The GHTorrent project
Welcome to the GHTorrent project, an effort to create a scalable, queriable, offline mirror of data offered through the Github REST API.
What does GHTorrent do?
GHTorrent monitors the Github public event time line. For each event, it retrieves its contents and their dependencies, exhaustively. It then stores the raw JSON responses to a MongoDB database, while also extracting their structure in a MySQL database.
GHTorrent works in a distributed manner. A RabbitMQ message queue sits between the event mirroring and data retrieval phases, so that both can be run on a cluster of machines. Have a look at this presentation and read this paper if you want to know more. Here is the source code.

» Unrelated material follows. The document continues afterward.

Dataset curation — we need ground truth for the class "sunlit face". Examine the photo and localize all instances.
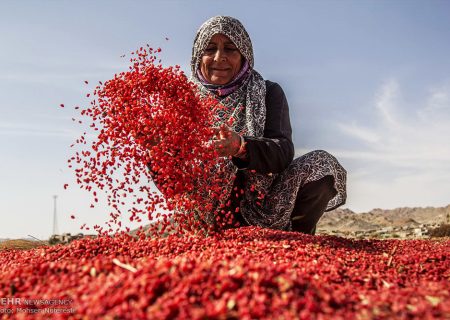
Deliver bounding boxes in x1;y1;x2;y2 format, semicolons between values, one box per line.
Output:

The project releases the data collected during that period as downloadable archives.
How much data do you have?
Currently (Jan 2015), MongoDB stores around 4TB of JSON data (compressed), while MySQL more than 1.5 billion rows of extracted metadata. A large part of the activity of 2012, 2013, 2014 and 2015 has been retrieved, while we are also going backwards to retrieve the full recorded history of important projects.
How can I help?
GHTorrent needs contributions on the following fronts:
API keys: We can run multiple GHTorrent worker instances concurrently. To go over Github’s API rate limit, we need multiple Github API keys provided by users. If you use GHTorrent for your reseach, please consider donating a key.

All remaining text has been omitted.